In the early 1960s, Leonard Hayflick made an observation that directly contradicted Carrel's results. Hayflick found that human fibroblasts in culture would divide about fifty times and then stop. Who was right, Carrel or Hayflick? It appears that Carrel's experimental technique had a flaw. The nourishing broth he used to feed the chicken fibroblasts is likely to have contained a small number of chicken fibroblasts. So, Carrel inadvertently added new cells every few days. The conflict was resolved in the favor of Hayflick, and the maximal number of divisions a cell could undergo in culture came to be known as the Hayflick limit.
It was suggested that the Hayflick limit is a genetic program that prevents cell division after a certain number of cycles. Why would our cells need to have such a program? The current view is that a built-in limit on the number of possible cell divisions reduces the risk of uncontrolled cell growth resulting in cancer. Indeed, studies indicate that in cancer cells this genetic clock is broken, allowing them to grow indefinitely.
Eventually, the molecular mechanism behind the Hayflick limit was discovered. In the cells of higher organisms, chromosomes are capped with special DNA structures called telomeres. The main role of telomeres is to protect the ends of chromosomes from degradation. During cell division the chromosomes are duplicated through the process of DNA replication. However, due to the nature of this process, the very ends of the telomeres cannot be copied. Imagine a road machine that moves along the road and makes a new layer of asphalt behind it. The machine's design is such that it can move only when it is on the road. When it has reached the end of the road, there is a new layer of asphalt over the entire road except for the spot under the machine. To be able to cover the remaining spot, the machine must move past it but it cannot because it is already at the end of the road. Similar scenario occurs during the replication of chromosomes. Thus, the very end of each telomere never gets copied, which leads to progressive shortening of telomeres after each cell division. It appears that after its telomeres have shortened beyond a certain point, the cell loses the ability to divide. (This doesn't occur in bacteria because their chromosomes are circular and do not have telomeres.) When fibroblasts approach fifty divisions not only they lose the ability to divide but also begin to look and behave "old": their metabolic activity decreases, they increase in size and accumulate lipofuscin, the pigment responsible for age spots. This state of is called cellular senescence.

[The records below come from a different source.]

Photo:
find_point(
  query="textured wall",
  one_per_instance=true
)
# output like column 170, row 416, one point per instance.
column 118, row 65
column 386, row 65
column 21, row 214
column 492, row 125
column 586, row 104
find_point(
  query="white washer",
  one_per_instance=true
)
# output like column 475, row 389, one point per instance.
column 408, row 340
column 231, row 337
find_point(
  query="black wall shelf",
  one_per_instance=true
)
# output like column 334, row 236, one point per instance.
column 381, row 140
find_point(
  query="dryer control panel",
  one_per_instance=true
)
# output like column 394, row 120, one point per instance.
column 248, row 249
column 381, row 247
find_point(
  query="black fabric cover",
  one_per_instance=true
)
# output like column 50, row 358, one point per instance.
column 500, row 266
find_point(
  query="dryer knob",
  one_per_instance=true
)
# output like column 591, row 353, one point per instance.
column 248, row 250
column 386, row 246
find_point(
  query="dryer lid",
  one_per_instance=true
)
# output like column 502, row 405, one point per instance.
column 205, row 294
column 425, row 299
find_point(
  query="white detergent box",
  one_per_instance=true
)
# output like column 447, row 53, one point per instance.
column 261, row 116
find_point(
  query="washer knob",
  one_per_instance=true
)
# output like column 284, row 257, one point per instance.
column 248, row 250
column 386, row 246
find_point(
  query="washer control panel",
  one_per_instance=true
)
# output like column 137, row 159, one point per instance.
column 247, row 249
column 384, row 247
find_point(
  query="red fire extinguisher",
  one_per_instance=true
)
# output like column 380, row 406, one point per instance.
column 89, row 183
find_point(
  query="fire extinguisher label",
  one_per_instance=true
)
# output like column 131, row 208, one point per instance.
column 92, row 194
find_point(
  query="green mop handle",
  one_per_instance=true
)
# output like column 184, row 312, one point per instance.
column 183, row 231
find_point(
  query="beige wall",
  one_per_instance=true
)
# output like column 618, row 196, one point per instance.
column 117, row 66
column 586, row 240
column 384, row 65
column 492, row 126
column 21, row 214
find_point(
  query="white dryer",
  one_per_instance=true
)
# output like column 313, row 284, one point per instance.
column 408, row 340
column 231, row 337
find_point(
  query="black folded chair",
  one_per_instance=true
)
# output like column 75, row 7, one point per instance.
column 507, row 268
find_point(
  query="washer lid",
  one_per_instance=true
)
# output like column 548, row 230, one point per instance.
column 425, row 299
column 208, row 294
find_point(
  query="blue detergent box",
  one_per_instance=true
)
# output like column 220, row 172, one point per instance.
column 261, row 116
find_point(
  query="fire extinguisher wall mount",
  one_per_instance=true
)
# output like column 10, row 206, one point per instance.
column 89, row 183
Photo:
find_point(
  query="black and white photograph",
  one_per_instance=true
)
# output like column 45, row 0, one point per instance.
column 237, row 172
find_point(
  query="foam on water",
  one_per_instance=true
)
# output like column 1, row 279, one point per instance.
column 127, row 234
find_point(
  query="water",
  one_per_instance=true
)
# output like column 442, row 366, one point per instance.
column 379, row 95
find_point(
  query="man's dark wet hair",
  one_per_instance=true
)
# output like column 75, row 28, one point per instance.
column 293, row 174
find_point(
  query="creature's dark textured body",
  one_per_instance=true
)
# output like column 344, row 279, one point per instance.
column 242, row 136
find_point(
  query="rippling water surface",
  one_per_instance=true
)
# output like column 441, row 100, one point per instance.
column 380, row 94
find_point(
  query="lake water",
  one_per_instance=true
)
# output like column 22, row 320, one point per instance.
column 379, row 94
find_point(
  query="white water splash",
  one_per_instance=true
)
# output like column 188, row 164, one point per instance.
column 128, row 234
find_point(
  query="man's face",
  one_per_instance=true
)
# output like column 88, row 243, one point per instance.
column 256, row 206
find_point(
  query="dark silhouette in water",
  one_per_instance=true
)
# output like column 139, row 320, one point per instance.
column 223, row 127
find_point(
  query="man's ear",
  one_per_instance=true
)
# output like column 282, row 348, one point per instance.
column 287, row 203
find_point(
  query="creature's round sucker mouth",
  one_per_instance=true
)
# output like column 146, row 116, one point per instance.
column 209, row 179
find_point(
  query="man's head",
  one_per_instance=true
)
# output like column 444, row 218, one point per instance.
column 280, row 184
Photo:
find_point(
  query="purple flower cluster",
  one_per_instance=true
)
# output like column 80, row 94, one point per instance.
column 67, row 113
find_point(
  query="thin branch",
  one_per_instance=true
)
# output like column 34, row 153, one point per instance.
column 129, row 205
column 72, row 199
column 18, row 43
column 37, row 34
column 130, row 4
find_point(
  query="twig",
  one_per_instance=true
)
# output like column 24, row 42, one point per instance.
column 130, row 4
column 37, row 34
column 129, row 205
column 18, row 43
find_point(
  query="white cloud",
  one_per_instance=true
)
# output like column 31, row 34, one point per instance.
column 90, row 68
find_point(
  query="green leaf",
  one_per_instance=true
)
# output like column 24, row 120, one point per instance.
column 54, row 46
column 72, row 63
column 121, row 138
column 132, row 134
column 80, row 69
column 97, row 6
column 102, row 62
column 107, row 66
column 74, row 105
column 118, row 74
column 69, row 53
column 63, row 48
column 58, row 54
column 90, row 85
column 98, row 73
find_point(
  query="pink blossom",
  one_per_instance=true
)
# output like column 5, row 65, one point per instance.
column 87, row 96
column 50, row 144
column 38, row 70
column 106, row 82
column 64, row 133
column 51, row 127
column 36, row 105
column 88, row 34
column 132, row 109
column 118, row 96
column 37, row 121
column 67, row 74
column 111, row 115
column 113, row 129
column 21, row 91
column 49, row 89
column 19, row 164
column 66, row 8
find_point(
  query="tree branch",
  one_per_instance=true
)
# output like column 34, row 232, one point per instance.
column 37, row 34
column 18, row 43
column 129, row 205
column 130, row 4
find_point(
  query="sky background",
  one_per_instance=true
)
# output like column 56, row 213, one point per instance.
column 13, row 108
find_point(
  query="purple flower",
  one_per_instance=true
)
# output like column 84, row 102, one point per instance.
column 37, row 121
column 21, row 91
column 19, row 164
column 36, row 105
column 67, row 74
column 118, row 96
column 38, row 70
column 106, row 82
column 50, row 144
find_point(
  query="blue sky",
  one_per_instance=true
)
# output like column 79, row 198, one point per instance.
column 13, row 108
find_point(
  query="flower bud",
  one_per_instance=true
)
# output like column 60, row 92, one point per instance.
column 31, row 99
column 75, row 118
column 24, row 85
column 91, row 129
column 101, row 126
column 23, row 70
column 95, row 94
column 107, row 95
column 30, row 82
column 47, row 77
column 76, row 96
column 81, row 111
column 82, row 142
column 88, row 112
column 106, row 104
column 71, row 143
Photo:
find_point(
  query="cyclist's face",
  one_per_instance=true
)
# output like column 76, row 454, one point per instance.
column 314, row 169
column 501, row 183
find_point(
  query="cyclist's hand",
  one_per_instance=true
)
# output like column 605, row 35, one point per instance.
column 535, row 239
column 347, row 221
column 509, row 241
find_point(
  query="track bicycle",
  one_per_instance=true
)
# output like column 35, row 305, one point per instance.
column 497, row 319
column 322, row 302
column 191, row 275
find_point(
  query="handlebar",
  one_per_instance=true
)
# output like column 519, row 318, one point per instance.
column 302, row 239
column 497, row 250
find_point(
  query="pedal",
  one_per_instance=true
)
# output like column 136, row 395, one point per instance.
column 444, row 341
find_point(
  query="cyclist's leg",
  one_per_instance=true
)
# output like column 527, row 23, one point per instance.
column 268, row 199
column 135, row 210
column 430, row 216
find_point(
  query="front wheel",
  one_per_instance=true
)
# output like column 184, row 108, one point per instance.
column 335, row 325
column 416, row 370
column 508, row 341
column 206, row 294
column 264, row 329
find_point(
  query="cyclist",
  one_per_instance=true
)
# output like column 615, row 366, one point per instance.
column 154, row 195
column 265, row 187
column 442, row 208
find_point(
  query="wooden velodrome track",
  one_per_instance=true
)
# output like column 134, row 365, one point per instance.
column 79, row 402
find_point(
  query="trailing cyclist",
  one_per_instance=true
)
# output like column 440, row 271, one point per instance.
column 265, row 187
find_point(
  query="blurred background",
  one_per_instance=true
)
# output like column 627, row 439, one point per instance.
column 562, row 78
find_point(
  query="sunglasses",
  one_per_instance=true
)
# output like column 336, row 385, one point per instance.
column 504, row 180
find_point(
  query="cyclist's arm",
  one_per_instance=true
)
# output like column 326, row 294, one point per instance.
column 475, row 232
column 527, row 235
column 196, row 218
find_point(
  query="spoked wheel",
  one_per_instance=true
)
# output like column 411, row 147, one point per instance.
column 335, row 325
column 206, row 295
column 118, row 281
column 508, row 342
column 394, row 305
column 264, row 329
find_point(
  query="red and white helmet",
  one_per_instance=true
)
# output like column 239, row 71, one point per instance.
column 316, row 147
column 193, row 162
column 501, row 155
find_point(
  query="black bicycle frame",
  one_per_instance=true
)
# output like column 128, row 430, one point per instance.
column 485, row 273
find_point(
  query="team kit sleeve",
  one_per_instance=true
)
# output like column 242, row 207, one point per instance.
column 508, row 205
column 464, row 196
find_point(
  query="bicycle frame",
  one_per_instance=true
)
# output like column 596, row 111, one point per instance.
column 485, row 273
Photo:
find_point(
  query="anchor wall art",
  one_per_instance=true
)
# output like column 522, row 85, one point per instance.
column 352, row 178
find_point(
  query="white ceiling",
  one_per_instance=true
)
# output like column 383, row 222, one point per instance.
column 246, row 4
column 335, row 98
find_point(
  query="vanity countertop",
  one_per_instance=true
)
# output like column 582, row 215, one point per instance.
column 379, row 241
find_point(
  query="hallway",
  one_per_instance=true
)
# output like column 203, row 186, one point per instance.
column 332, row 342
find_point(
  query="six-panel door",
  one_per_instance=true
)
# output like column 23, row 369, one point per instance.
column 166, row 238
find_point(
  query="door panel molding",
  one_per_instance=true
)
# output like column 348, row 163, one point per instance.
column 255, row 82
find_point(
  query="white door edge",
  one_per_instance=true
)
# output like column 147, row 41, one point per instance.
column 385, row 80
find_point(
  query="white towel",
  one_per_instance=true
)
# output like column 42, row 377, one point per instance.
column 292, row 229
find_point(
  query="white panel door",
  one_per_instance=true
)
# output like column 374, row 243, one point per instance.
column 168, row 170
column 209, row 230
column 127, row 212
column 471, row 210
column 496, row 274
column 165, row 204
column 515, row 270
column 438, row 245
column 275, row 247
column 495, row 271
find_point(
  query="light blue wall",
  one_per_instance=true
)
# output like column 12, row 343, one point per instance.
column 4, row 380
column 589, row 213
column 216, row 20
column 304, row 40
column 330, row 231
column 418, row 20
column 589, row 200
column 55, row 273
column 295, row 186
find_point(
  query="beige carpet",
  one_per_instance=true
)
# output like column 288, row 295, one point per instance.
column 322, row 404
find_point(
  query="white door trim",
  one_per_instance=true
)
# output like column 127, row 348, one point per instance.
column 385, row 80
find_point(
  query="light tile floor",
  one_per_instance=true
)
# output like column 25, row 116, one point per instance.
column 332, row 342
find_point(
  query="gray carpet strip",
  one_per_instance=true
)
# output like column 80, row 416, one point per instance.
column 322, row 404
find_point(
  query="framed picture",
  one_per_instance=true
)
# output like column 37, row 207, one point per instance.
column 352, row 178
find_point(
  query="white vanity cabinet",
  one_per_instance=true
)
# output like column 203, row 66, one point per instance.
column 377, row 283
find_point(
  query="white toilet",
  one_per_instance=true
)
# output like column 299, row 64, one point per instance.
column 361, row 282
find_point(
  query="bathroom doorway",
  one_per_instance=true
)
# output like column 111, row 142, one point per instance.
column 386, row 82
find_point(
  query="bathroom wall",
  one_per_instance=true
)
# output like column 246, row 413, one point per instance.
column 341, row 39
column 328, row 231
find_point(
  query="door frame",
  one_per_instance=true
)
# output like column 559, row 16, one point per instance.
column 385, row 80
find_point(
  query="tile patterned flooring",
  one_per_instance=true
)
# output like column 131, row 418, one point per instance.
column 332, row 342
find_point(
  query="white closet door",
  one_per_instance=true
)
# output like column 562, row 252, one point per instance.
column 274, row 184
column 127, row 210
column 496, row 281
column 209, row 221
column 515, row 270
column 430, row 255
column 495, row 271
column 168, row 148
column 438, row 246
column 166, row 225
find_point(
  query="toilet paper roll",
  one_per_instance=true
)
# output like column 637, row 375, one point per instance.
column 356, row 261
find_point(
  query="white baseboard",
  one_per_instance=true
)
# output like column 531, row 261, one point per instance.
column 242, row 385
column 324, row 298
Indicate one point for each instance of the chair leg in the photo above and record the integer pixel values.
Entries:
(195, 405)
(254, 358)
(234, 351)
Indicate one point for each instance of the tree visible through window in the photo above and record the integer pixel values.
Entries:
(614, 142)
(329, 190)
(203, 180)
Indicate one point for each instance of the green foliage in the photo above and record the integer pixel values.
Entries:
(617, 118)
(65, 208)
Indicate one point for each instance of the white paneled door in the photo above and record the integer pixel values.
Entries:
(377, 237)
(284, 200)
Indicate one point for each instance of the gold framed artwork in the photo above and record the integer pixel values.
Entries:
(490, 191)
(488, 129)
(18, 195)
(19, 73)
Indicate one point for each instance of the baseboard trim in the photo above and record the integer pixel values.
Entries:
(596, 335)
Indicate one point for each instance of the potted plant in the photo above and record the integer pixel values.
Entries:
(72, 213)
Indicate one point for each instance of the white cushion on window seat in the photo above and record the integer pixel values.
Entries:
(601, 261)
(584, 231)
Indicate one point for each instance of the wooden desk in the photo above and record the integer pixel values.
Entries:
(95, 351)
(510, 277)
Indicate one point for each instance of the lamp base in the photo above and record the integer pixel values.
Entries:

Could it be that aging is the result of the cells' inability to divide once they have reached the Hayflick limit? There is no straight answer to that at present. It appears that in some tissues, such as the skin and the lining of blood vessels, the Hayflick limit may be an important part of the aging process. For instance, the accelerated progression of vascular diseases with age may, in part, be caused by the reduced ability of vascular epithelial cells to divide. Hayflick limit may also play a role in age-related skin changes as more dermal fibroblasts reach the state of senescence. On the other hand, the cells in the brain, retina, nerves and muscles normally do not divide, and probably never even approach the Hayflick limit.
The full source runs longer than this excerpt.